Seul un des 16 hôpitaux du nord-est fonctionne pleinement et plus de la moitié de tous les centres de santé publics sont hors service. Des pénuries d'eau sporadiques perturbent la vie quotidienne et affaiblissent la capacité des gens à prendre des précautions d'hygiène de base contre le COVID-19. À certains endroits, les générateurs sont devenus la seule source d'énergie. Des familles ont été déplacées à plusieurs reprises, souvent sans autre choix que de retourner dans des villes et des villages où les services publics se sont effondrés.

«Pour des millions de personnes dans le nord-est de la Syrie, les conséquences des combats, les pénuries d'eau, de nourriture et de médicaments, le manque d'électricité, le ralentissement économique avec des pertes d'emplois et des hausses de prix sont tout aussi préoccupants que les coronavirus, sans doute encore plus. en ce moment », a déclaré Karim Mahmoud, chef du bureau du CICR à Hassakeh.

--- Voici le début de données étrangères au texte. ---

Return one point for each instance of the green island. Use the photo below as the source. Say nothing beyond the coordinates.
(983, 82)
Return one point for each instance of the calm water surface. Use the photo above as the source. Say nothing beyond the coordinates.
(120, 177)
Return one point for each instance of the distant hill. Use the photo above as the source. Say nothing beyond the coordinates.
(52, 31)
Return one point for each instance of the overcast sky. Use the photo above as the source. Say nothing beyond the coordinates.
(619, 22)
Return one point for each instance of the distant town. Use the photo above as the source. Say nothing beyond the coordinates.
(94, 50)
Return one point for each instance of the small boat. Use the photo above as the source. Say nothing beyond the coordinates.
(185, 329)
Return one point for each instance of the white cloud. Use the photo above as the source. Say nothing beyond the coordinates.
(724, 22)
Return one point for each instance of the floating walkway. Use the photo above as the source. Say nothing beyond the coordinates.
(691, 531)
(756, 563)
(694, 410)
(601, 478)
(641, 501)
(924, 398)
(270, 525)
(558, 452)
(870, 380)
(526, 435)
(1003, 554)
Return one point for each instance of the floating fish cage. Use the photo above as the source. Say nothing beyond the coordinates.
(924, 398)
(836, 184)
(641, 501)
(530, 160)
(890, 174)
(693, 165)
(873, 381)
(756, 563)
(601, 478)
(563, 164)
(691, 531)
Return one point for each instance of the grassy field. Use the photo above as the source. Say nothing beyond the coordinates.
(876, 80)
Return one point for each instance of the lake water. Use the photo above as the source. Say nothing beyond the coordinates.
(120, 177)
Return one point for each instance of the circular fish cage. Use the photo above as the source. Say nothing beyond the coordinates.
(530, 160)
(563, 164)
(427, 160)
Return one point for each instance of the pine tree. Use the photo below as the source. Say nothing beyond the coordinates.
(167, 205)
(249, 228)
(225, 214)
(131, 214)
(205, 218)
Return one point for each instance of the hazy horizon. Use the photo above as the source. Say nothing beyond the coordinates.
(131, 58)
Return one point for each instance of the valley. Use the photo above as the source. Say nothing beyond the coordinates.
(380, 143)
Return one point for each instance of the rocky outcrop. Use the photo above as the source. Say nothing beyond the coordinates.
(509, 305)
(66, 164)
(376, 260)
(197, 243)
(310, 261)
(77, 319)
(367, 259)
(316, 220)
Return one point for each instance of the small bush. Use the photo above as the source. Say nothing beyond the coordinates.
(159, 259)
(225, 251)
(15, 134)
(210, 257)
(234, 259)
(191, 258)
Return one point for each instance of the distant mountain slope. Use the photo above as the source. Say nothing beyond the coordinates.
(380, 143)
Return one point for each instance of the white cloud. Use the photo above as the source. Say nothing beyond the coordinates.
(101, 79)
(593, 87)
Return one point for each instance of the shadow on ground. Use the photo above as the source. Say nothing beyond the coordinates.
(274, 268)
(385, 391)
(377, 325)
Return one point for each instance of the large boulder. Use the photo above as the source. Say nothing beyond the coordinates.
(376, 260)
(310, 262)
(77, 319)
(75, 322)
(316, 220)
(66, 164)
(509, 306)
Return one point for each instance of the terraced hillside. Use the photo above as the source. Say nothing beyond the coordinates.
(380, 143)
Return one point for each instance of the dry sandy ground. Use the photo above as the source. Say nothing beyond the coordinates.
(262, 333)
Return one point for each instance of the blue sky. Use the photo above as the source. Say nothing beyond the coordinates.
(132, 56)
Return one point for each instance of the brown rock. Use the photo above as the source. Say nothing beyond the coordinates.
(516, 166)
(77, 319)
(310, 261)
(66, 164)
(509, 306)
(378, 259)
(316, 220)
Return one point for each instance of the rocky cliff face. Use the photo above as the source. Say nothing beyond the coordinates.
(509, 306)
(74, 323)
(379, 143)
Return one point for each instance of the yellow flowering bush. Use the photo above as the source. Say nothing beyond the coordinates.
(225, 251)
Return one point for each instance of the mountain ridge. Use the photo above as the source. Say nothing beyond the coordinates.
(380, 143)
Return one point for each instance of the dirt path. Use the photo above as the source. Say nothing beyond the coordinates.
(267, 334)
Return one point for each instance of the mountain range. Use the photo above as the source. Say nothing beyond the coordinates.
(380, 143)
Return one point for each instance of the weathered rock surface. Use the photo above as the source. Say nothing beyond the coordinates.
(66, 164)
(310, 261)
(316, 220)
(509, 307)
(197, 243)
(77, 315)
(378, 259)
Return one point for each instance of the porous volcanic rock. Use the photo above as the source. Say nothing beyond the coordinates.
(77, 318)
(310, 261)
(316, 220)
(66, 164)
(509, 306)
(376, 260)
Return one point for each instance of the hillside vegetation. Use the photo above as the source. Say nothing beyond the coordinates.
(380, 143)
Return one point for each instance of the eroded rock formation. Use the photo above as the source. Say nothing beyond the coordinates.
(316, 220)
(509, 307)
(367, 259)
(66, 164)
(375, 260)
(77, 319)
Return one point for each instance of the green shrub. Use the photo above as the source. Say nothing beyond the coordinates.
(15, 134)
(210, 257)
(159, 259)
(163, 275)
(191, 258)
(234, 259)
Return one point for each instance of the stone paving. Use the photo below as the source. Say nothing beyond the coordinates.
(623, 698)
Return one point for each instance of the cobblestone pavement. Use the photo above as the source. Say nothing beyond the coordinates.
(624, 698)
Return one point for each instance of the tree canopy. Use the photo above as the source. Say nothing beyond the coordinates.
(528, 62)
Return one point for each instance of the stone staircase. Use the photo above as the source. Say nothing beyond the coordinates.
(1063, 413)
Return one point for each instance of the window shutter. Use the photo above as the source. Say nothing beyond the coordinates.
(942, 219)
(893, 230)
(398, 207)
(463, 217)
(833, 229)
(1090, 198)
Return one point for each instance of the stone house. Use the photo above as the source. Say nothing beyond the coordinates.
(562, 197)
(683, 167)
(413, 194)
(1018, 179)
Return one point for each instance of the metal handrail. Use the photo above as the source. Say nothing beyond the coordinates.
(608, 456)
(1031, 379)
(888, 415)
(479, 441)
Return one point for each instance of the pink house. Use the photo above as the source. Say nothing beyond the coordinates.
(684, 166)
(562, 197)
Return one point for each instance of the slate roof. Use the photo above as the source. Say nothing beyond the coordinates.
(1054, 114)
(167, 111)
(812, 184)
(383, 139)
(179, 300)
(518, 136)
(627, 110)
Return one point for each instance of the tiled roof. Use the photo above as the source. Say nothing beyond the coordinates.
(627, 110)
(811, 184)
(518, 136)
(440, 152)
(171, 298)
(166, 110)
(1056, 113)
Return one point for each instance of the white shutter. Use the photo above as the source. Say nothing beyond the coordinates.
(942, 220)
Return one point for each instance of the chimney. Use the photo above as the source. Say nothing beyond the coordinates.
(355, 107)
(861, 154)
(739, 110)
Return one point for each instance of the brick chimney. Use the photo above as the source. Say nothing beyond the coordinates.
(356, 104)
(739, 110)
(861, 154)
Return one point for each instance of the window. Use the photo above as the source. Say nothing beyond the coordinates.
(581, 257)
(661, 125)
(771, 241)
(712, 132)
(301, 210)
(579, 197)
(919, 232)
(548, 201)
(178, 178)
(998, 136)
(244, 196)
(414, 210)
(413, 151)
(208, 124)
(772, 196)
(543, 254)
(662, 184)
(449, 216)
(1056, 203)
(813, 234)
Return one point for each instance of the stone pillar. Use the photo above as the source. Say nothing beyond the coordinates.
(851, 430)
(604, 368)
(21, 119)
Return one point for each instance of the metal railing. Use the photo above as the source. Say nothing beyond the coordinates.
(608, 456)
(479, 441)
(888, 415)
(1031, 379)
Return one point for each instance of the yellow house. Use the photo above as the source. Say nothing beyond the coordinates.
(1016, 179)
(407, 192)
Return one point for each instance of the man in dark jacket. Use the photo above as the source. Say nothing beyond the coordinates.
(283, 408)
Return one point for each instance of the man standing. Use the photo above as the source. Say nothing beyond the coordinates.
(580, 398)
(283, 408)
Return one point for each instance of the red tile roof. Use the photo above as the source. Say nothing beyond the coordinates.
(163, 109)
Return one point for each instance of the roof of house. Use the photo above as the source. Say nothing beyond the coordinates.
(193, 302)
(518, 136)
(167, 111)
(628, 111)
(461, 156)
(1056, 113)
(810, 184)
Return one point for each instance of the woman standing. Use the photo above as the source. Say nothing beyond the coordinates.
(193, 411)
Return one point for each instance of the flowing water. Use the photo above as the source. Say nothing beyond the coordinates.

«Il y a un risque d'aggravation des crises profondes, cachées à la vue, alors que l'attention du monde est sur le coronavirus. La communauté internationale, les acteurs humanitaires et les donateurs doivent répondre à la pandémie sans perdre de vue les besoins chroniques liés aux conflits dans des endroits comme le nord-est de la Syrie », a déclaré Fabrizio Carboni, directeur régional du CICR pour le Proche et le Moyen-Orient à Genève.

Avec le Croissant-Rouge arabe syrien, le Comité international de la Croix-Rouge (CICR) répond aux besoins les plus urgents, procède à des réparations urgentes des infrastructures hydrauliques essentielles, distribue de la nourriture et des repas chauds quotidiens aux personnes les plus vulnérables et soutient les soins de santé services dans les communautés et dans les camps.

Notre mise à jour opérationnelle pour mars-mai 2020:

Eau:

Les pénuries d'eau restent l'une des principales préoccupations de la population civile des gouvernorats de Hassekeh, Deir Ezzor et Raqqa. Il y a eu un énorme besoin de soutenir les autorités de l'eau, d'effectuer des réparations urgentes, de fournir l'équipement nécessaire au traitement de l'eau et d'approvisionner les camps en eau potable.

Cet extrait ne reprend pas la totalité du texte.